Set up keepalived with VRRP to create highly available network services with automatic failover. Configure virtual IP addresses that move between servers when one fails, ensuring zero-downtime load balancing.
Prerequisites
- Two or more Linux servers with network connectivity
- Root or sudo access on all nodes
- Basic understanding of IP networking
- Network interface names (ens3, eth0, etc.)
What this solves
Keepalived uses VRRP (Virtual Router Redundancy Protocol) to create high-availability network services by sharing virtual IP addresses between multiple servers. When the primary server fails, the backup automatically takes over the virtual IP, ensuring continuous service availability without manual intervention. This tutorial sets up two-node keepalived clusters with health checks and automatic failover for production load balancing.
Step-by-step installation
Update system packages
Start by updating your package manager to ensure you get the latest versions of keepalived and dependencies.
sudo apt update && sudo apt upgrade -yInstall keepalived
Install keepalived package which includes VRRP support and health checking capabilities.
sudo apt install -y keepalived ipvsadmEnable IP forwarding
Enable IP forwarding in the kernel to allow the system to route traffic between interfaces and handle virtual IP addresses.
echo 'net.ipv4.ip_forward = 1' | sudo tee -a /etc/sysctl.conf
echo 'net.ipv4.ip_nonlocal_bind = 1' | sudo tee -a /etc/sysctl.conf
sudo sysctl -pConfigure primary server keepalived
Create the keepalived configuration for the primary server. This server will have higher priority and own the virtual IP by default.
global_defs {
router_id LB_PRIMARY
enable_script_security
script_user root
}
vrrp_script chk_nginx {
script "/bin/curl -f http://localhost:80 || exit 1"
interval 2
weight -2
fall 3
rise 2
}
vrrp_instance VI_1 {
state MASTER
interface ens3
virtual_router_id 51
priority 110
advert_int 1
authentication {
auth_type PASS
auth_pass changeme123
}
virtual_ipaddress {
203.0.113.10/24
}
track_script {
chk_nginx
}
notify_master "/etc/keepalived/master.sh"
notify_backup "/etc/keepalived/backup.sh"
notify_fault "/etc/keepalived/fault.sh"
}Configure backup server keepalived
Create the keepalived configuration for the backup server with lower priority.

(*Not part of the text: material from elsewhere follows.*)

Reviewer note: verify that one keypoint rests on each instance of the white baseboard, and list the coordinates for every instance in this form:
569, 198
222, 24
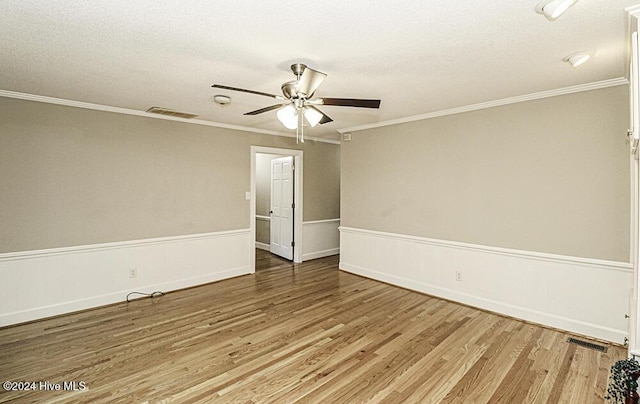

Replace the interface name and adjust IP addresses for your network.
global_defs {
router_id LB_BACKUP
enable_script_security
script_user root
}
vrrp_script chk_nginx {
script "/bin/curl -f http://localhost:80 || exit 1"
interval 2
weight -2
fall 3
rise 2
}
vrrp_instance VI_1 {
state BACKUP
interface ens3
virtual_router_id 51
priority 100
advert_int 1
authentication {
auth_type PASS
auth_pass changeme123
}
virtual_ipaddress {
203.0.113.10/24
}
track_script {
chk_nginx
}
notify_master "/etc/keepalived/master.sh"
notify_backup "/etc/keepalived/backup.sh"
notify_fault "/etc/keepalived/fault.sh"
}Create notification scripts
Create scripts that run when VRRP state changes occur. These scripts can update DNS, send alerts, or perform custom actions during failover.
#!/bin/bash
echo "$(date): Becoming MASTER" >> /var/log/keepalived-state.log
Add custom actions when becoming master
Example: systemctl start nginx
Example: curl -X POST https://monitoring.example.com/webhook
sudo chmod 755 /etc/keepalived/master.shCreate backup and fault scripts
Create additional notification scripts for backup and fault states to provide complete state tracking.
#!/bin/bash
echo "$(date): Becoming BACKUP" >> /var/log/keepalived-state.log
Add custom actions when becoming backup
Example: systemctl stop nginx
#!/bin/bash
echo "$(date): Entering FAULT state" >> /var/log/keepalived-state.log
Add custom actions when entering fault state
Example: send alert email
sudo chmod 755 /etc/keepalived/backup.sh
sudo chmod 755 /etc/keepalived/fault.shConfigure firewall rules
Open the necessary firewall ports for VRRP communication. VRRP uses IP protocol 112 for heartbeat messages between nodes.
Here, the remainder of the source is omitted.